Xanthine oxidase inhibition capacity (XOIC) of six wines digests in in vitro digestion, along with individual phenolic standards were exhibited in Figure 2. The standards all possessed high XOIC. However, all wine digests promoted xanthine oxidase activity except gastric digests. There into, intestinal digests showed stronger xanthine oxidase promotion than oral digests and dialysate. It could be explained that some specific substances in wine facilitated xanthine oxidase activity, while acidic gastric condition might effectively counteract with them. Additionally, there was significant impact of pomegranate variety on XOIC of pomegranate wine in each digestion stage except dialysate.

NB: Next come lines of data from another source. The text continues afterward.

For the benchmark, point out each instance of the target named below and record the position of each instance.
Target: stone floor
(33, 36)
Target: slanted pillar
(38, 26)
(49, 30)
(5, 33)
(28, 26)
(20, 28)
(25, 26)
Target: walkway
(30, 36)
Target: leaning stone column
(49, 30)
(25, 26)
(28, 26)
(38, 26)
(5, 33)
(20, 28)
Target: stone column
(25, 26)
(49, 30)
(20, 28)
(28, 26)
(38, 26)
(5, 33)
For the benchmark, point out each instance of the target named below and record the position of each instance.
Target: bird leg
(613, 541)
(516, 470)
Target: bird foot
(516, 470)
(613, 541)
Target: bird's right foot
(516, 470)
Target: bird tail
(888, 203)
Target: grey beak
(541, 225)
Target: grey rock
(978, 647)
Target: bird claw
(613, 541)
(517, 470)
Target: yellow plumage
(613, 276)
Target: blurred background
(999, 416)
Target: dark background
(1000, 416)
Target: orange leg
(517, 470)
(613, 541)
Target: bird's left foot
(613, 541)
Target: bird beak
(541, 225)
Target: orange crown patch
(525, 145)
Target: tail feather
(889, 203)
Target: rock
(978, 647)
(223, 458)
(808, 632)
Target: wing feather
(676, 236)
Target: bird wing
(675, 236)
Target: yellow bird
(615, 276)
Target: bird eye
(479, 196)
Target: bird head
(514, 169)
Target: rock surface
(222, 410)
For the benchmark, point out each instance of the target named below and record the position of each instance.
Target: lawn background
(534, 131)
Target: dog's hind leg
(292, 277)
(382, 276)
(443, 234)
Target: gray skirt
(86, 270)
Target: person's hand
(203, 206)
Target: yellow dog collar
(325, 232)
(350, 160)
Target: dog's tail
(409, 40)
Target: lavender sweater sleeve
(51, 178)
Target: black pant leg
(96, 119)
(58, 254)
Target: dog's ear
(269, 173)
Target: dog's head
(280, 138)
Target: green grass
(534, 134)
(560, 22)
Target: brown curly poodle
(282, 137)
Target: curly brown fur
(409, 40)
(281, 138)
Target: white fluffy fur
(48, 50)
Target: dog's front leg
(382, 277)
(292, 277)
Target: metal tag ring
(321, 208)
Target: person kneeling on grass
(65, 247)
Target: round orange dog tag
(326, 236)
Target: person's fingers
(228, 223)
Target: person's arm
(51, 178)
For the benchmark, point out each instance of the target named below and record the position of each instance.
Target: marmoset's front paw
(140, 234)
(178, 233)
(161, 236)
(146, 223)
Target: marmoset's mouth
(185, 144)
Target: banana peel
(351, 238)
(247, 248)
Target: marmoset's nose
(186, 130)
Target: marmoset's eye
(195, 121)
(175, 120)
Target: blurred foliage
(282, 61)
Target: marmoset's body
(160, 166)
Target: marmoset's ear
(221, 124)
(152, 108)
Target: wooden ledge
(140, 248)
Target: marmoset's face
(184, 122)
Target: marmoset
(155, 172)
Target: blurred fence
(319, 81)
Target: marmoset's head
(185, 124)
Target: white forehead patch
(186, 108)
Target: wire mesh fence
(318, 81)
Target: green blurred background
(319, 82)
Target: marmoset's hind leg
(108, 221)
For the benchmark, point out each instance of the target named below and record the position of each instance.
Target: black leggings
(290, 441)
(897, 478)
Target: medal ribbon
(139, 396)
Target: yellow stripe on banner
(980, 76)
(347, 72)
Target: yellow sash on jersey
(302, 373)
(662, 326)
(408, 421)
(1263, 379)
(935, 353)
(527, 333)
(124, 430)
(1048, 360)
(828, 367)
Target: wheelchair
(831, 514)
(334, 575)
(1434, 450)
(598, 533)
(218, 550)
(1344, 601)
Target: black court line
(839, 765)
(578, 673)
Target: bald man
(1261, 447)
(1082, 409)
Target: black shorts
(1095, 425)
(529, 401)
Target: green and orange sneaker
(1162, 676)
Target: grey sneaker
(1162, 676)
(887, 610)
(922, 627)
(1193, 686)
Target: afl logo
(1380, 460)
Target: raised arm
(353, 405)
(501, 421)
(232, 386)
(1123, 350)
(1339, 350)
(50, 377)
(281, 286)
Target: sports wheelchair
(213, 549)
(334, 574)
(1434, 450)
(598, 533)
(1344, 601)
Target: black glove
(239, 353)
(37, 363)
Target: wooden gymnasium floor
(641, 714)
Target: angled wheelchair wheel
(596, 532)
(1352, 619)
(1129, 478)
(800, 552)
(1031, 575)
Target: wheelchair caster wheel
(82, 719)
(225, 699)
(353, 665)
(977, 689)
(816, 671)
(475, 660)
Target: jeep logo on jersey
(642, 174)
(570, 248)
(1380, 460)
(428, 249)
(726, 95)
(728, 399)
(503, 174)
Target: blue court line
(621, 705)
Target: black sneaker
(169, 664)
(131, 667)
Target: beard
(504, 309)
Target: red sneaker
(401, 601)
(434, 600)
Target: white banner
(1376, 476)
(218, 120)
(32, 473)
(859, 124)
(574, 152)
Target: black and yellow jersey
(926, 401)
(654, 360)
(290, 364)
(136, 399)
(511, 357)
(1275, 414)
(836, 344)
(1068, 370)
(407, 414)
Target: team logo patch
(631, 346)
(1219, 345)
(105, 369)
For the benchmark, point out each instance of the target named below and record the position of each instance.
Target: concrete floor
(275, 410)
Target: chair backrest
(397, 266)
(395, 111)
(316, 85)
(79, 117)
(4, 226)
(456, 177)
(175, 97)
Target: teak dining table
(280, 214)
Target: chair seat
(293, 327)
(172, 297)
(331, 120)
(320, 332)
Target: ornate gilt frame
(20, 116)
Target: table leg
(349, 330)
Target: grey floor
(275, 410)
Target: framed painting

Figure 2. Xanthine oxidase inhibition capacities of pomegranate wine digestion samples

Protein thermal denaturation inhibition capacity (PDIC) of six pomegranate wine digests is displayed in Figure 3. Oral digests of the 6 wines had higher PDIC than their original wines, which may be caused by the buffer effect of saliva that deduced the alcoholic effect and diluted compounds that is likely to destabilize protein. However, PDIC of six wines gastric digests significantly reduced by 76-90%, mainly caused by side effect of gastric acidity that shift pH into isoelectric point for egg albumin. And PDIC of six wines intestinal digests remarkably increased 2.16-12.81 times than that of gastric digests, even though their polyphenol levels are lower than gastric digests. PDIC of six wines dialysate degraded as polyphenol level decreased, which demonstrated that higher quantity and diversity of phenolics have positive effect on protein stable.

Figure 3. Protein denaturation inhibition capacities of pomegranate wine digestion samples

4. Conclusion

To our knowledge this is the first study that focuses on pomegranate wine phenolics profiles and in vitro bioactivities variation along in vitro digestion and their potential bioactivities. Therefore, it is important to demonstrate and share the results to the public for well understanding the effectiveness and health benefits of this emerging drink


Gratitude is expressed to the College of Food Science and Engineering, Northwest A&F University, for providing facilities and technology support. No conflict of interest exits in the submission of this manuscript, and manuscript is approved by all authors for publication.